Keeping in mind how the consumer and businesses pay for goods and services, Australia is planning to issue its own digital currency from a central bank and regulate other cryptocurrencies in the nation.
According to notes from Treasurer Josh Frydenberg’s address in Melbourne on Wednesday, The government will hold a public consultation on a widely accessible digital version of cash. Simultaneously it is considering licensing a framework for allowing the transaction of cryptocurrencies in a regulated environment. It hopes to have received direction on both by the end of 2022.
Josh Frydenberg said in the speech that it would be Silicon Valley that will decide the future of the payments if the current structure is not modified. So these are important adjustments that must be anticipated.

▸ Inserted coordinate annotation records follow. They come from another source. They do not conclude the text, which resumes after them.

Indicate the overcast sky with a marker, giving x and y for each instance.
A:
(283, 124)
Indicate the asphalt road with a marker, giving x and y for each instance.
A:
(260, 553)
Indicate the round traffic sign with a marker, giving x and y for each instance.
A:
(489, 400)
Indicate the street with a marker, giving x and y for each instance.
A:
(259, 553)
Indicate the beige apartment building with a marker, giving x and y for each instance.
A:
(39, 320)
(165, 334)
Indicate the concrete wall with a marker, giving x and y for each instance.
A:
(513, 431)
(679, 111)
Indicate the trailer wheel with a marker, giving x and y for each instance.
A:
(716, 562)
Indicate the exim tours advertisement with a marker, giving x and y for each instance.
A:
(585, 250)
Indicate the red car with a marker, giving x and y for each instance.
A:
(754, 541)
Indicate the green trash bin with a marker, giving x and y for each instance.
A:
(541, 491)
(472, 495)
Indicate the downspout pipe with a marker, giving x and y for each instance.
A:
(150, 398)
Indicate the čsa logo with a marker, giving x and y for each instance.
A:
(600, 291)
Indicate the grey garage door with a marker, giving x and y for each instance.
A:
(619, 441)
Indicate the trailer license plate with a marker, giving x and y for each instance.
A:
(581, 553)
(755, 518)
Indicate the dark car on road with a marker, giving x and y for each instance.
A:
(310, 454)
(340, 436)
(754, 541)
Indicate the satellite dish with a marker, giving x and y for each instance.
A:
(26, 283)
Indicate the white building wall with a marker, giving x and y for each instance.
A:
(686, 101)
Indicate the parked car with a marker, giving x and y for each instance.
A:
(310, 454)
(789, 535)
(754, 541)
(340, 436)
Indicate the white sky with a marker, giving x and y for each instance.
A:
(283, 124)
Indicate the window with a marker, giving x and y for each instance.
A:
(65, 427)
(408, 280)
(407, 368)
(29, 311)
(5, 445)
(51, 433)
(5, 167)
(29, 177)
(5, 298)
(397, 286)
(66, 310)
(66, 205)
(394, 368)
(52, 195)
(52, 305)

The RBA (Reserve Bank of Australia) and some of the country’s largest banks are battling to create payment systems pioneered by tech behemoths like China’s Ant Group Co. Furthermore, Meta Platforms Inc.’s Diem project builds a worldwide payments network that might support its own central bank digital currencies (digital assets whose value is tied to a monetary unit such as the US dollar) or stablecoins.
A potential threat to the monetary regime is faced due to the rapid growth of cryptocurrencies which are unmistakably different from the digital currency issued by central banks, which adds to the urgency for a debate on the handling of cross-border transfer of money. According to the Australian Taxation Office, more than 800,000 Australians carried out digital asset transactions in 2018 alone.

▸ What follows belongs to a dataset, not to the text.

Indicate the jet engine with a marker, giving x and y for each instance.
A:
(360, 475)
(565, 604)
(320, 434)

According to Jonathon Miller, general director of crypto-exchange Kraken in Australia, the country needs to promote the sector as a “hub of innovation.” He is optimistic that any new regulations will not be overly burdensome.
He continued that it has been observed that when it is forced too much in other markets, there lies the threat of rejections of the market.
Three separate studies of the country’s payment system and analogous events in the United Kingdom, Singapore, and Canada have prompted the planned adjustments. Furthermore, Australia participates in a Bank for International Settlements trial of central bank digital currencies to develop a more efficient global payments infrastructure.
The Reserve Bank of Australia (RBA) stated on Wednesday that it had finished a study on the use of distributed ledger technology to produce a wholesale version of central bank digital money, as opposed to the government’s proposed retail version. The bank claimed that it would continue to investigate but did not specify whether or not a wholesale currency would be implemented.